Two weeks ago I wrote about power management in electronic devices. The thrust of that post was that because battery technology hasn't advanced very much it was necessary to work on the problem at the other end by making our electronics more efficient in their power use. Now the Lawrence Berkeley National Laboratory has announced a dramatic improvement in lithium-ion batteries. As most of us know, there are two problems with the lithium-ion batteries that power cell phones, computers, and other electronic devices: they can't hold a lot of power—hence the inability of many smart phones to get through the day on a single charge—and they lose energy storage capacity after a number of charge-discharge cycles.
In a recent press release the Berkeley labs announced a dramatic improvement in both of those problems.
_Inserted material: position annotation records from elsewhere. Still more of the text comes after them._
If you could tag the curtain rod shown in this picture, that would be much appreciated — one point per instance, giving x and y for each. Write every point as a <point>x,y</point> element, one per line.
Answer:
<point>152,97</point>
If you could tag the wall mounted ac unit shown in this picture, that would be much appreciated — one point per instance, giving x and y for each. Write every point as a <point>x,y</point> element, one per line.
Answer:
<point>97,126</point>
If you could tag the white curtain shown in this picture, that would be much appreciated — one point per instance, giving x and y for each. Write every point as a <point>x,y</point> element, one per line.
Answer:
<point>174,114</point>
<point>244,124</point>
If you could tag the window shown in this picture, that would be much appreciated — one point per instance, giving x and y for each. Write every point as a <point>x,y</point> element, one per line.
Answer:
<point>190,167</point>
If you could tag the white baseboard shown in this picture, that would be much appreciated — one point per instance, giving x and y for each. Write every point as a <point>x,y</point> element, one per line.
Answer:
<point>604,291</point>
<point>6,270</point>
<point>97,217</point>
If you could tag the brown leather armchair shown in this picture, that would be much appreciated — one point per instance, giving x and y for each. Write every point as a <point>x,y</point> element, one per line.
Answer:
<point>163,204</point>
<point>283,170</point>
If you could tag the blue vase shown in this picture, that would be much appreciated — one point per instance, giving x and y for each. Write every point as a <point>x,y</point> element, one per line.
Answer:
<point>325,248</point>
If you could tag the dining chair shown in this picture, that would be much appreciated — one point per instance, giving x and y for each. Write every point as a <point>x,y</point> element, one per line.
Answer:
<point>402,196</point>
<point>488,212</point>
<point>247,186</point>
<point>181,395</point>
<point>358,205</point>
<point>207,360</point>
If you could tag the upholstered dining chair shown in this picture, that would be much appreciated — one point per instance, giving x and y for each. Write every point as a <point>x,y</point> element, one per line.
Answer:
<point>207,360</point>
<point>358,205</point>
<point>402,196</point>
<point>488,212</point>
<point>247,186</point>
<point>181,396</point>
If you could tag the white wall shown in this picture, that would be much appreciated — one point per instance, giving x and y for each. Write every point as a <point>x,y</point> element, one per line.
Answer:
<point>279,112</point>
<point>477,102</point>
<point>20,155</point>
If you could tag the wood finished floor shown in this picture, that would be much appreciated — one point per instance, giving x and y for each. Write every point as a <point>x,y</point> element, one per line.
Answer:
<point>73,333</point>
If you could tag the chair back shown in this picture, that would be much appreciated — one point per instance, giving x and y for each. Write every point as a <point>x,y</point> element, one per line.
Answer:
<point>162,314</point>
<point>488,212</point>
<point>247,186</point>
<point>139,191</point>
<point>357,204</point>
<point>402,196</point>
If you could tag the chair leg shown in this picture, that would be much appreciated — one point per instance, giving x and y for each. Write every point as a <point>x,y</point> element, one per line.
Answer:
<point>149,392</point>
The batteries store energy by attracting lithium ions onto the anode of the battery. This causes the anode to swell and then shrink again when the power is consumed. Because the current anodes are typically made of graphite, the constant swelling and shrinking breaks the electrical contacts in the anode and the battery is unable to hold a charge. The Berkeley folks are using a new polymer that hold up to 8 times the number of ions and is not damaged (as much) by the swelling and shrinking. After a year of testing and many hundreds of charge-discharge cycles the new batteries have held their increased energy capacity. As a bonus, the new polymer is economical.
The press release has lots of technical details and is well worth a read. We may, finally, be on the verge of batteries that hold their charges longer and don't wear out as quickly. That combined with the improvements in the efficiency of the electronics may end the battery hassles that we all endure now.